That pretty well describes U.S. sales for the last forty years.
During the rise of California as a wine-growing region in the last quarter of the 20th century Cabernet Sauvignon was king (and Chardonnay queen). Merlot held a distant second place to Cab for red wine drinkers. It was easier to drink young, but usually less interesting.
Then two events happened having huge effects on Merlot sales in the U.S.
In 1991 The French Paradox segment on 60 Minutes concluded the French may have a lower rate of heart attacks because of their high consumption of red wine. American consumers jumped on board and Merlot was ready with its easy-to-drink nature. Demand outstripped supply so Merlot got planted everywhere including some places where it probably shouldn't. The result was a lot of bland wine with no real varietal character. Merlot got a bad reputation with the more "serious" wine drinkers.

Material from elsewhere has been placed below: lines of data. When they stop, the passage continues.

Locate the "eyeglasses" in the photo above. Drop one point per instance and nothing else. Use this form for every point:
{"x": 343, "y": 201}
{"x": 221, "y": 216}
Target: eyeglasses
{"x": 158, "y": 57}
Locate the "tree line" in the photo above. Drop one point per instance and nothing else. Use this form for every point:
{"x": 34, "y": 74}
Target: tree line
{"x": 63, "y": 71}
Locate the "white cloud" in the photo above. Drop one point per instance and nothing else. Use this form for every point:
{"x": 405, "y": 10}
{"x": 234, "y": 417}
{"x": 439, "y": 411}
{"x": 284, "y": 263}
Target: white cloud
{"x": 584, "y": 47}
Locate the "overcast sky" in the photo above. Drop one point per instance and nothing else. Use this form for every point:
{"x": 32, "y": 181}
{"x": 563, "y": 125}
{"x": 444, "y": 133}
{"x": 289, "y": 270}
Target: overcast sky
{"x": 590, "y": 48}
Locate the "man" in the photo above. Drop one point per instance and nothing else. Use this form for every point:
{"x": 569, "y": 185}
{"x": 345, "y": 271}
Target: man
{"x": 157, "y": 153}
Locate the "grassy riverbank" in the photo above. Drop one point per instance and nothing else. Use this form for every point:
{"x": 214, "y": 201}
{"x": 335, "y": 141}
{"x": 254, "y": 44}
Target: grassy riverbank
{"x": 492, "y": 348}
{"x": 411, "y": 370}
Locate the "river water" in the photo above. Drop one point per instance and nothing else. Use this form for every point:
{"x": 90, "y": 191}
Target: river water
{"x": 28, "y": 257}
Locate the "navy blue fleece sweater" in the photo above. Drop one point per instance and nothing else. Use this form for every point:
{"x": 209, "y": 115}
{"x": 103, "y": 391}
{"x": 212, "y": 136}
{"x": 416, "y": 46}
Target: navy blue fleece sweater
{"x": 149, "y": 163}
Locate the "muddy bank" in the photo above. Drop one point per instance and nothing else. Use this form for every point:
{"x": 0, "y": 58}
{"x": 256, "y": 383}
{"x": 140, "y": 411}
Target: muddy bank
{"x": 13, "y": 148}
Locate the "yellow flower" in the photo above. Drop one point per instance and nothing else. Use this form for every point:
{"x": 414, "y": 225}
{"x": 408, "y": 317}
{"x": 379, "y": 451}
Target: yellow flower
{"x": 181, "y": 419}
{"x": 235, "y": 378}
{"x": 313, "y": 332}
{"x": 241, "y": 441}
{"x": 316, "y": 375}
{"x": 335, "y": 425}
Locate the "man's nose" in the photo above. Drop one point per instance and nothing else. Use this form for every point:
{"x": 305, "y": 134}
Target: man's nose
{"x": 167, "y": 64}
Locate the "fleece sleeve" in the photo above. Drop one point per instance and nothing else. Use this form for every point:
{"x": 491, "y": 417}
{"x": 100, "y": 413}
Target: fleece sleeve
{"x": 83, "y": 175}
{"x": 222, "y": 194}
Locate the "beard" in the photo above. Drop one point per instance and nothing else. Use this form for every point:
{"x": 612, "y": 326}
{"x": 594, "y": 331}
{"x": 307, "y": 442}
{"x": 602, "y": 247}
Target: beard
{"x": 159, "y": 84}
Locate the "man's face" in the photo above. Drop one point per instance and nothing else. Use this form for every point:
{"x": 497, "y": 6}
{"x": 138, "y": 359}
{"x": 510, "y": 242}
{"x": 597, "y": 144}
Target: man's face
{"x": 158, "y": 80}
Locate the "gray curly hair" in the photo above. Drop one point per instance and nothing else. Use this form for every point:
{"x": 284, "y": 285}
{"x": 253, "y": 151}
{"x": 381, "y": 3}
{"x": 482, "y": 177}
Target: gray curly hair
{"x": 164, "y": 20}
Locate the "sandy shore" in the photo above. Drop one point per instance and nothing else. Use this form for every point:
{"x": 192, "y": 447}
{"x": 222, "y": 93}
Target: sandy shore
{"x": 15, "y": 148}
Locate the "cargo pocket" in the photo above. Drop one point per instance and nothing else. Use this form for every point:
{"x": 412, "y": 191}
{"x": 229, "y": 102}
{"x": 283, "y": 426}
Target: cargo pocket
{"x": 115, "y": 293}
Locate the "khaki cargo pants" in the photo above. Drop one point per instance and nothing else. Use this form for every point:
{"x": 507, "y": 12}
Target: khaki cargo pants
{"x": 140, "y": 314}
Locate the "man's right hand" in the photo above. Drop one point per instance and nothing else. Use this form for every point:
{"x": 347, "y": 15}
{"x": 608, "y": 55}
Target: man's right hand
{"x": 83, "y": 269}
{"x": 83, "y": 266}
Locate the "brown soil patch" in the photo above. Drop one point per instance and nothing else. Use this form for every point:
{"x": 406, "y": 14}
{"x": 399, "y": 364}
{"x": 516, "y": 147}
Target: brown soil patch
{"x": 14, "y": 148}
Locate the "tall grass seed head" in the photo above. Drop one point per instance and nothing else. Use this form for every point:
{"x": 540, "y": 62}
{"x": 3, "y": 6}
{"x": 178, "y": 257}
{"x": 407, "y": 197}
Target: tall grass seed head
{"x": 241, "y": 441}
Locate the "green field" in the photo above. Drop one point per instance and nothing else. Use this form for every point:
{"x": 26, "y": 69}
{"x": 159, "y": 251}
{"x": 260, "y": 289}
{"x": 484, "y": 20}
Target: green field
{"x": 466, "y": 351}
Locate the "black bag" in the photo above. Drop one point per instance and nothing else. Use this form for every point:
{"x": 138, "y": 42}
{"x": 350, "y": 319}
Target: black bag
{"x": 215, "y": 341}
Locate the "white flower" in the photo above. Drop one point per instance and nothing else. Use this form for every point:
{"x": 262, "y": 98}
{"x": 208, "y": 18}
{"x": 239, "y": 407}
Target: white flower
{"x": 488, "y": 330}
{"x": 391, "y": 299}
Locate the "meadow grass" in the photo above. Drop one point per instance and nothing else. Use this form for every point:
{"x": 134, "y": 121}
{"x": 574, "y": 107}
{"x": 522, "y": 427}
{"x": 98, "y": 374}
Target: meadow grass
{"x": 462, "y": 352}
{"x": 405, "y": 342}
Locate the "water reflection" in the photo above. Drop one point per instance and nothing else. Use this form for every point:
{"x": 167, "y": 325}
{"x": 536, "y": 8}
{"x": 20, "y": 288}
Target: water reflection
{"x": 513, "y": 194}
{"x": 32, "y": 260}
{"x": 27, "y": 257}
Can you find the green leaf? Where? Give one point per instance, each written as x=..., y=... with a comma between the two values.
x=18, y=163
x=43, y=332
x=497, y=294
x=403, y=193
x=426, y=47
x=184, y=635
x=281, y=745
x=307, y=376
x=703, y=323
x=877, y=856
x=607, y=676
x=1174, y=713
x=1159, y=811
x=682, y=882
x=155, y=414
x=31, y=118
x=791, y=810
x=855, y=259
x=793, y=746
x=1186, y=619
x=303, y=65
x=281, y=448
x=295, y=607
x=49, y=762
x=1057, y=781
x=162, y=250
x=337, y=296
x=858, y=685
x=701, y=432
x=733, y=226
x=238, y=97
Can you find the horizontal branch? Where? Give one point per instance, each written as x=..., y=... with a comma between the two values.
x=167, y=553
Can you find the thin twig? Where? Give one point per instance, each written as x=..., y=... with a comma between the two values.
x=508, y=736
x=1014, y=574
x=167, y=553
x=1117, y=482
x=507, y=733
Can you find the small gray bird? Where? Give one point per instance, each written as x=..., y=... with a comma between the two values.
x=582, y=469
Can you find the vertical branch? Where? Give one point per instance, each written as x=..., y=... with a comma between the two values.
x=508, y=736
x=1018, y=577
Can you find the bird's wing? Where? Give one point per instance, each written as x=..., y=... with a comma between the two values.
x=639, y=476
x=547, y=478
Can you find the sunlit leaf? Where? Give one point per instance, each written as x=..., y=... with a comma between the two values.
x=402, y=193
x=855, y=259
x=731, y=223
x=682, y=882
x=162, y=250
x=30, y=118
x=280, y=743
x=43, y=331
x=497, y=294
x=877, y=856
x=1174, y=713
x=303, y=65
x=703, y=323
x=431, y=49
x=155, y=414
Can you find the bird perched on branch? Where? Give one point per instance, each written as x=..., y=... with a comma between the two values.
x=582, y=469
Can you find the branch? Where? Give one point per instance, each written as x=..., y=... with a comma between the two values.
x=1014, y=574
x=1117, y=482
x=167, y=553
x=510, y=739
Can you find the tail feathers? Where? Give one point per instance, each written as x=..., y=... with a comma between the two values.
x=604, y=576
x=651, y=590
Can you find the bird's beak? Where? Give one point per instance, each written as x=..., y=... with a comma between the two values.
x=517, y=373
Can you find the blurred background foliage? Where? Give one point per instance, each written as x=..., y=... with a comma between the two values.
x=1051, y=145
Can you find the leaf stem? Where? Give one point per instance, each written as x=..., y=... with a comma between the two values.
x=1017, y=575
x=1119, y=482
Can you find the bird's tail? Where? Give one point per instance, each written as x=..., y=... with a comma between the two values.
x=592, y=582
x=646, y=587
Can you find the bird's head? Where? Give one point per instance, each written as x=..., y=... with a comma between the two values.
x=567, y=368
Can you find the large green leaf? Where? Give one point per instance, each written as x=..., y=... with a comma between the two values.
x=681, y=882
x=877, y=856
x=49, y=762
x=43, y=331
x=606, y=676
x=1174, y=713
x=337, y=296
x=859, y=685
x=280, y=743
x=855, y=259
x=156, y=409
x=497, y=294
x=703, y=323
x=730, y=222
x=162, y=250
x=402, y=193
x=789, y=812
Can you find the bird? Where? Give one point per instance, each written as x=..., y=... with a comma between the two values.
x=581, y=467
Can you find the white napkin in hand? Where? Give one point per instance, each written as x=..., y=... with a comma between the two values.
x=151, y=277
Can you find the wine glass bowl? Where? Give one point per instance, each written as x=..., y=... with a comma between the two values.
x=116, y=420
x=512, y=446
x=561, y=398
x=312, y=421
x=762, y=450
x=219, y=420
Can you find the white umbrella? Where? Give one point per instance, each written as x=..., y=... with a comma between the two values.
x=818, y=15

|Miles and Jack contemplating the|
high price of Pinot
Image from thecia.com.au
In 2004 a somewhat minor movie Sideways made Merlot uncool as the main character declared he'd never drink any f%#$ing Merlot, but he loved Pinot Noir. The movie's inside joke was his prized bottle of French wine he was carrying around for a special occasion was Merlot-based. By the way, Merlot is the most widely planted red grape in France.
The damage was done to Merlot, but you know what, much of the Merlot on the market deserved it. Merlot had become a commodity wine, that is, you'd ask for "A glass of red wine" and would get a nondescript Merlot. It was the Toyota Camry of wines--boring, but reliable. A lot of Merlot vineyards have been recently ripped out and replanted with something else. That's also probably good.
Now Merlot seems to be making a bit of a comeback. There are folks who continue to make quality Merlot though these are going to be more than ten bucks a bottle, but are still cheaper than the higher priced Cabernets.
|A "real" Merlot|
Image from vinopedia.com
Gundlach Bundschu has been a long-time favorite. They make well-structured, tasty Merlots that will actually age well.
So what's in store for Merlot sales in the future? I think they will actually be helped by Pinot Noir's popularity because Pinot prices are very high and still rising. Merlot sales will perhaps be hurt a bit by the softer, fruitier Cabernets being produced these days as they compete directly with Merlot, I believe. What can help Merlot? How about some blends? In the "old days" a lot of Merlot had maybe 20% Cab in it for structure and heft. Merlot needs some Cab, Malbec, heck, some Syrah, to make it more interesting.